A esperança de vida, felizmente, aumentou. E aumentou rápida e extraordinariamente, por mor, entre outras coisas, do fantástico avanço da medicina e de novas políticas públicas de saúde, para só referirmos o mínimo. Isso é bom. Mas tem consequências. E a primeira salta mesmo à vista desarmada. As normais estruturas de apoio, que já eram frágeis para não dizer quase inexistentes, a esse universo de pessoas vulneráveis, quer no setor público quer no domínio privado, não respondem de modo eficaz e de jeito razoável às necessidades que se apresentam. As alterações foram bruscas. A pirâmide demográfica sofreu modificações profundas no seu perfil. Todos o sabemos. Por isso, é urgente concretizar políticas públicas que tenham por finalidade a defesa e a concretização de tais valores. Não basta a retórica da exaltação dos valores em causa. É absolutamente necessário o comprometimento de efetivas políticas públicas. E ao irmos por este caminho mais não fazemos do que chamar a terreiro a característica ou a qualidade interventiva de um Estado de direito moderno. Longe vai o tempo, em todos os domínios, das meras políticas públicas reativas. A agilidade, a simplicidade e a eficácia, sem jamais perder o norte no domínio dos valores, são as virtudes cardeais dos Estados modernos interventivos e curadores. Sim. Estados curadores. Curadores no seu sentido mais profundo ou mesmo na sua expressão mais leve ou epidérmica. Porquanto se é dever do Estado curar de todo e qualquer cidadão, impõe-se um dever especial de cuidado para com todos os que cabem na grande galáxia dos que são vulneráveis. E nela estão todos os que pela lei natural da vida mais perto estão de se "libertarem da lei da morte".
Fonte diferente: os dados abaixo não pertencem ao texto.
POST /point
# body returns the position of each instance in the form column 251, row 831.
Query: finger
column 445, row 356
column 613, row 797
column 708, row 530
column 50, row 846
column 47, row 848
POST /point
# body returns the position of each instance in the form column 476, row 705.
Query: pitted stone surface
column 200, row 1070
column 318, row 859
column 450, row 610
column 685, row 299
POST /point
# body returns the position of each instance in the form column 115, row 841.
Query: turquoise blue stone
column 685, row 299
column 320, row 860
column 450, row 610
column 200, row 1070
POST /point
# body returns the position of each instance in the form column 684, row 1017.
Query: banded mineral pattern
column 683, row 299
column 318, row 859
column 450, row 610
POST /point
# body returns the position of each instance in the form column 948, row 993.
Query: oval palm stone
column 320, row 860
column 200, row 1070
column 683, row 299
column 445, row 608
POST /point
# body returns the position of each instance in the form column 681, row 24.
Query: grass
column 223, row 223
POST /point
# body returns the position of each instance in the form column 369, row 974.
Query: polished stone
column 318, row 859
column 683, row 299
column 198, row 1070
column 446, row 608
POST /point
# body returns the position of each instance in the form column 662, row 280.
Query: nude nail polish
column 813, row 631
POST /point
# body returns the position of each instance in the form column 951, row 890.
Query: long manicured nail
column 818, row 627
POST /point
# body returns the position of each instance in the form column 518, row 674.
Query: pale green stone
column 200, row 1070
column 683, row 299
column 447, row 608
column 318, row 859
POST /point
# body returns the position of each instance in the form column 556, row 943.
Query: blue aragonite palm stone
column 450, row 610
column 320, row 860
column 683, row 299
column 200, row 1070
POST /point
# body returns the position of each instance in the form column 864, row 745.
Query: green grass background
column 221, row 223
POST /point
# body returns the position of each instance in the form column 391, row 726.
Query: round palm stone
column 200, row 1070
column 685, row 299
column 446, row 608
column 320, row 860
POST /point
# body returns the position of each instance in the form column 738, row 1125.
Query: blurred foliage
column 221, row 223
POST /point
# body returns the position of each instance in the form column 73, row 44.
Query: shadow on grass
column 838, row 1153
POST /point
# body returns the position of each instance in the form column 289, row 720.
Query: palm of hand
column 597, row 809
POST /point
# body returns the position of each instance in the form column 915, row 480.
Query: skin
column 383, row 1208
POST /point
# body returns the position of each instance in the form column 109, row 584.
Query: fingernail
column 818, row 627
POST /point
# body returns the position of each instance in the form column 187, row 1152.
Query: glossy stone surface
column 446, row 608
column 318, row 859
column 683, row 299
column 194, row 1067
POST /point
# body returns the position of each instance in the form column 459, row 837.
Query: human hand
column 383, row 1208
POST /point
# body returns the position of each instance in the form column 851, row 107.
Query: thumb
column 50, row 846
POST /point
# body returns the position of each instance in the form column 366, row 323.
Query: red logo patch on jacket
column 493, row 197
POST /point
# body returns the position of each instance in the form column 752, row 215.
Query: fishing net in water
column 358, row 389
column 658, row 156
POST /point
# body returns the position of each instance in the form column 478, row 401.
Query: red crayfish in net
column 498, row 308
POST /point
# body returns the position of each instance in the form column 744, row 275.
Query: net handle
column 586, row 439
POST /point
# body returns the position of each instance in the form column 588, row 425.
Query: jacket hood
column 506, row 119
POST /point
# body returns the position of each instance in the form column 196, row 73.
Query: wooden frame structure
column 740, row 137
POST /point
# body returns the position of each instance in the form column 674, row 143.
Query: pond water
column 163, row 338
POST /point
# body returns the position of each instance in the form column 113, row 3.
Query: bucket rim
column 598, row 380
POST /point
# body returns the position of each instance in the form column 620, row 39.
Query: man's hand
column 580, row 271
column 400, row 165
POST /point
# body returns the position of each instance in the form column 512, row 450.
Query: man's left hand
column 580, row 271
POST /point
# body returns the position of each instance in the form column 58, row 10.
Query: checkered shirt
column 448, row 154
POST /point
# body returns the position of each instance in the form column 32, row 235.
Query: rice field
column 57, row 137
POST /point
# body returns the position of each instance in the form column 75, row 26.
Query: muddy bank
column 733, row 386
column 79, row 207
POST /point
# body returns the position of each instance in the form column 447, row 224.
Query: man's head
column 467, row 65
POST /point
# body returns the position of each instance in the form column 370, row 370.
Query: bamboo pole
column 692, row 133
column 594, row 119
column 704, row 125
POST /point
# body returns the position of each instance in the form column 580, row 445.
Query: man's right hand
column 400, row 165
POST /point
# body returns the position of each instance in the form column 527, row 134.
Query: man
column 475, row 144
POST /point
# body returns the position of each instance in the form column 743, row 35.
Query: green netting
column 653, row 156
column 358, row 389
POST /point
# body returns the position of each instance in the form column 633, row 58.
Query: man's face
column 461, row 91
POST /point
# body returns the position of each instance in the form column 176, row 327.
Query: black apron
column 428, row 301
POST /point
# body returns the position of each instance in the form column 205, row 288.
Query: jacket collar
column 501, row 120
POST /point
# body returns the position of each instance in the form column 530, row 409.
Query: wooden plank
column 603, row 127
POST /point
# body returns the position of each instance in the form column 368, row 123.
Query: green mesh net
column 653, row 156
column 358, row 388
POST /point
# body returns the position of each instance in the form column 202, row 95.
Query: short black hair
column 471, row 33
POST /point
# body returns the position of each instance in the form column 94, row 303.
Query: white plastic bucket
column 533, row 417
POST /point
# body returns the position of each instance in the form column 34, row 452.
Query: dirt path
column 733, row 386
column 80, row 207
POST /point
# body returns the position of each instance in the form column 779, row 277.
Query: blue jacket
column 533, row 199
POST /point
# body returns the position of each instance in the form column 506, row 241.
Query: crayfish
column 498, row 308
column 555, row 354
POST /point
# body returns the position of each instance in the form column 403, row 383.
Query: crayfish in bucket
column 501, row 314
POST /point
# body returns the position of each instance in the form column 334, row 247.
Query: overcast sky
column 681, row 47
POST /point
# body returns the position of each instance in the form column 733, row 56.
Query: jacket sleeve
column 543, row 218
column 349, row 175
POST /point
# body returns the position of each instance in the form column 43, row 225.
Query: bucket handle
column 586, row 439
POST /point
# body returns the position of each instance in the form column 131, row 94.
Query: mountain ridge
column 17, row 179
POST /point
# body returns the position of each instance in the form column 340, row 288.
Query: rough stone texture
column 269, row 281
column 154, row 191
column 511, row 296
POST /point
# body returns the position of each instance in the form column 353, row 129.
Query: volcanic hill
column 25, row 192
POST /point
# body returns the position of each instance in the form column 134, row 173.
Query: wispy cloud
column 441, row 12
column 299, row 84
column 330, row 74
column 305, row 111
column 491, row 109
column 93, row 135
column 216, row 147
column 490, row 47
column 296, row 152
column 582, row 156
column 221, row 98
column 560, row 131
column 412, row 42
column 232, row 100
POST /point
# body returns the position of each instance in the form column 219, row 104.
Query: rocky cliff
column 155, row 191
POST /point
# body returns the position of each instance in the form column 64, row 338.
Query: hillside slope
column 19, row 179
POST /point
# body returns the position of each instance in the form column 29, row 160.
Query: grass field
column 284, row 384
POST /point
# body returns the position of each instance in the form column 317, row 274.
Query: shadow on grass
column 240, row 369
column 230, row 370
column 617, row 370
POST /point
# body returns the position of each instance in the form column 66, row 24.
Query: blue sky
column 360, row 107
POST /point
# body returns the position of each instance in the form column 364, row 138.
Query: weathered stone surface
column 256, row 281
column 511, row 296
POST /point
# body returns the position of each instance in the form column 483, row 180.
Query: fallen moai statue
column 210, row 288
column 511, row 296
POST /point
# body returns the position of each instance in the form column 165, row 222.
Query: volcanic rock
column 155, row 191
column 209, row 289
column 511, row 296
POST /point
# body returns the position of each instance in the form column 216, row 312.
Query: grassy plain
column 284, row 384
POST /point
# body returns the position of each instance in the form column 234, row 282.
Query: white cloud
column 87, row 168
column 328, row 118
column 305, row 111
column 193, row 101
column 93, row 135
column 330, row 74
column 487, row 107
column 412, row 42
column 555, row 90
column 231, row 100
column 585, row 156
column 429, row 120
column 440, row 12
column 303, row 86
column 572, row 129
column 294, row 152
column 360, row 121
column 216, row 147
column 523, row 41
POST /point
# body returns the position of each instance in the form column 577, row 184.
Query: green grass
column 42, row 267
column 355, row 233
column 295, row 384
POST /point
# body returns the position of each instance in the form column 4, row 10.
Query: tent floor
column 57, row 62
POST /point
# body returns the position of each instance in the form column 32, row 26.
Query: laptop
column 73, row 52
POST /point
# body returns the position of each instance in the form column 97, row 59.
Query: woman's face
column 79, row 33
Ora, se tudo o que se acaba de discretear já resulta intocado à luz do que anterior e racionalmente fomos apontando como característica ou sinal dos nossos tempos, isto é, dentro do horizonte de um Estado moderno, interventivo - que não invasivo, porquanto se o fosse deslizaria facilmente para a modelação de um Estado paternalista com toques de autoritarismo - e curador, mais força ou ressonância adquire se tudo cobrirmos com o manto de um direito fundamental. E este direito fundamental, o direito a ser velho de ser inteiro, implica: o direito a ser tratado com dignidade humana, sempre; o direito a ser visto e valorado como ser inteiro, por mais maltratados que se mostrem o corpo e o espírito; o direito a ser respeitada integralmente a sua vontade; o direito a que a sua voz cidadã seja ouvida e que tudo se faça para que tal suceda; o direito a não ser visto ou tratado como cliente, consumidor ou o que quer que seja, neste linguajar tecnocrático, quando entra em contacto com a administração, nas suas plúrimas vestes, mas antes a ser considerado cidadão de corpo inteiro, com nome e apelido próprios; o direito a não ser tratado depreciativamente como "velhinho", mas, pura e simplesmente, como velho ou idoso (idoso, palavra, aliás, pouco feliz da lei); e o direito a sempre poder dizer não ou sim no que toca às suas decisões mais fundas. Sim, este direito fundamental não pode nem deve ser esquecido por ninguém, muito menos pelo Provedor de Justiça, na medida em que são a Constituição, a lei e a sua própria consciência moral que lhe impõem o cumprimento do dever de defender os direitos fundamentais. Todos os direitos fundamentais.